Summary:
- North Carolinians are steadily adopting electric vehicles (EVs) en masse
- EVs are still growing rapidly as a share of North Carolina’s automotive fleet
- Corporate special interests have attempted to slow EV growth, but are unlikely to succeed
Earlier this year, North Carolina’s automotive fleet crossed a major threshold. For the very first time, electric vehicles (EVs) accounted for roughly 1% of all active vehicle registrations in the state. If one includes plug-in hybrids along with pure EVs, the proportion is much higher (about 4.3%); while if one compares only pure EVs to old-fashioned internal combustion engine (eg. gas-fueled) cars, the proportion is just above 1%. Whichever comparison one uses, the conclusion is the same: electric vehicles have hit an inflection point in new auto sales in North Carolina, and consumers are adopting them in greater numbers every year.

See all data for the chart above here, courtesy of the N.C. Department of Transportation.
There is broad consensus in the global automaker industry that demand for older gas-fueled cars (often referred to as ICE, for internal combustion engine, cars) has peaked, as global sales volumes of ICE vehicles bears out. In the United States, EVs accounted for 7.5% of all new car sales in Q1 2025 – another new high – and new EV sales are still growing by double-digits, while ICE car sales have remained stagnant. Globally, EVs have reached the stage of mass consumer adoption, which continues to accelerate the industry’s shift.

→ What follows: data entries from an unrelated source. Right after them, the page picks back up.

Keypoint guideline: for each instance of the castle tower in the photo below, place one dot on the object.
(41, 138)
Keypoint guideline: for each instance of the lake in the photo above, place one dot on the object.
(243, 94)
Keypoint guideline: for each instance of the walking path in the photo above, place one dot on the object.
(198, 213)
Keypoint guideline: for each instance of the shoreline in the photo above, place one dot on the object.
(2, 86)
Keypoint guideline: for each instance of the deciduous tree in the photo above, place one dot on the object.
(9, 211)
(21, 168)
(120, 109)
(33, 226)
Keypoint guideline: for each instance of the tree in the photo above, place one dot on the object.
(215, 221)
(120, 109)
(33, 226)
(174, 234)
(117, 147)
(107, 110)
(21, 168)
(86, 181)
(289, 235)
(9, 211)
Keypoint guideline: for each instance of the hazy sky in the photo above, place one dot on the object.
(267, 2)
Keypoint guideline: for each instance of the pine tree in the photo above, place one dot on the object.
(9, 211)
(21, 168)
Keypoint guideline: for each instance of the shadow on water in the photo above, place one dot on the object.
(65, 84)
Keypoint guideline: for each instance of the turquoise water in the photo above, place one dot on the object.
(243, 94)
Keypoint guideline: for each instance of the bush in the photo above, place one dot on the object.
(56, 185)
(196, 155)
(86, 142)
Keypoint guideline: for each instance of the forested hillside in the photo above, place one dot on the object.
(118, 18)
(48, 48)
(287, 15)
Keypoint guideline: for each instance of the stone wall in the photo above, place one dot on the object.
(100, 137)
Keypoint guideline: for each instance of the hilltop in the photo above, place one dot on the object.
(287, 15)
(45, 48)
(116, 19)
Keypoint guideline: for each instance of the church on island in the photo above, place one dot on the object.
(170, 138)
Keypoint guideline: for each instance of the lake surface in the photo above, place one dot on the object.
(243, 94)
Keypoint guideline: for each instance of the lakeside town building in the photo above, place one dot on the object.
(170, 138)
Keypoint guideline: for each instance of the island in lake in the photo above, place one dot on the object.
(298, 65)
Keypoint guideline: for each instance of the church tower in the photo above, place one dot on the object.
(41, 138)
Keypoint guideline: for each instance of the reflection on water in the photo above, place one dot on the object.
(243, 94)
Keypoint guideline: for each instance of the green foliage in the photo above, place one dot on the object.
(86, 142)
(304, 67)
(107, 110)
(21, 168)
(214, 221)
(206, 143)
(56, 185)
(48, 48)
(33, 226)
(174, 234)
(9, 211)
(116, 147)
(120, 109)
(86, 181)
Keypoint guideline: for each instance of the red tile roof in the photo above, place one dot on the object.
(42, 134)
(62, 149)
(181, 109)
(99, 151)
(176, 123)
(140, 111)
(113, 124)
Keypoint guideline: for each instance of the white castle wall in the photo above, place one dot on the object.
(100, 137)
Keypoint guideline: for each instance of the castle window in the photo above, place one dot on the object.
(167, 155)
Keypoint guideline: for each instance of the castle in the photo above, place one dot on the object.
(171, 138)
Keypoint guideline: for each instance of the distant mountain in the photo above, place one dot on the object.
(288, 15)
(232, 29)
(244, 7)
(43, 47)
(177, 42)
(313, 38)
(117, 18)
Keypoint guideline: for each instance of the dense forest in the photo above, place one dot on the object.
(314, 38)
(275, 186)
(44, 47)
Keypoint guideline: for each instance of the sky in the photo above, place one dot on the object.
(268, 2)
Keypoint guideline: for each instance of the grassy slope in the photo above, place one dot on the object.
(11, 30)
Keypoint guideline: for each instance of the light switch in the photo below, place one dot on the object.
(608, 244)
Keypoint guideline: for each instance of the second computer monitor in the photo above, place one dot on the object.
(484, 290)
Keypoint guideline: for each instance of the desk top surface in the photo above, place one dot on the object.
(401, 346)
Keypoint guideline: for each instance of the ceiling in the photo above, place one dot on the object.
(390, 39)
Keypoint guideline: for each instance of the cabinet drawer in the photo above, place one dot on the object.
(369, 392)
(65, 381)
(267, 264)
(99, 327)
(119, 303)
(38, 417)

While ICE vehicles are still a large majority of the vehicle fleet, both here in North Carolina and across the country, the end of the road is now visible. ICE vehicles have peaked as a share of the automotive fleet and are steadily dropping every year.
EVs surging, while gas cars stagnate
According to vehicle registration data from the N.C. Department of Transportation, North Carolina added 239,790 new electric and plug-in hybrid vehicles to the road from 2020 through 2024. What’s more, the EV adoption curve has been steady, with new EV registrations virtually every single month measured. By contrast, only 121,665 new ICE vehicles, or roughly half as many, were added during that same period.
North Carolina drivers were already adopting EVs when the Biden-Harris administration, in 2022, introduced a new tax credit that made EV purchases more affordable through the Inflation Reduction Act (IRA). The IRA offered car buyers a $7,500 tax credit for purchases of new EVs and a $4,000 credit for purchases of used ones, subject to eligibility limits.
Registration figures make it clear that the IRA tax credits accelerated the EV adoption that was already underway: in the first half of 2022, before the EV tax credits went into effect (in August of that year), the NCDOT recorded 26,073 new EV registrations. In the first half of 2023, after going they went into effect, NCDOT recorded 32,684 new EV registrations. In the second half of 2024, NCDOT recorded 47,573 new EV registrations – as well as 11,892 ICE vehicle registrations that were discontinued entirely.
Even Governor Roy Cooper underestimated the untapped consumer demand for EVs. In 2018, the former Governor set a goal of having 80,000 “zero-emission vehicles” on the road by November of 2025, only for North Carolina to break his goal two years early. This mirrors the larger national shift away from ICE vehicles and towards electric ones. That shift positions North Carolina as a major beneficiary by landing new investments such as Toyota’s $14 billion battery manufacturing plant near Greensboro.
Give the people what they want
Among the many blows to North Carolina inflicted by the Trump administration’s “One, Big” budget is the termination of the EV tax credits that helped many people afford the purchase of an electric vehicle. The revocation of those tax credits, a major win by fossil fuel industry lobbyists, could slow the EV adoption curve somewhat. But consumer demand for EVs is so strong that they will do little but delay the inevitable. Electric vehicles are on the road to mass adoption not because of tax credits, but because American drivers enjoy not being shackled to expensive and unpredictable gas prices.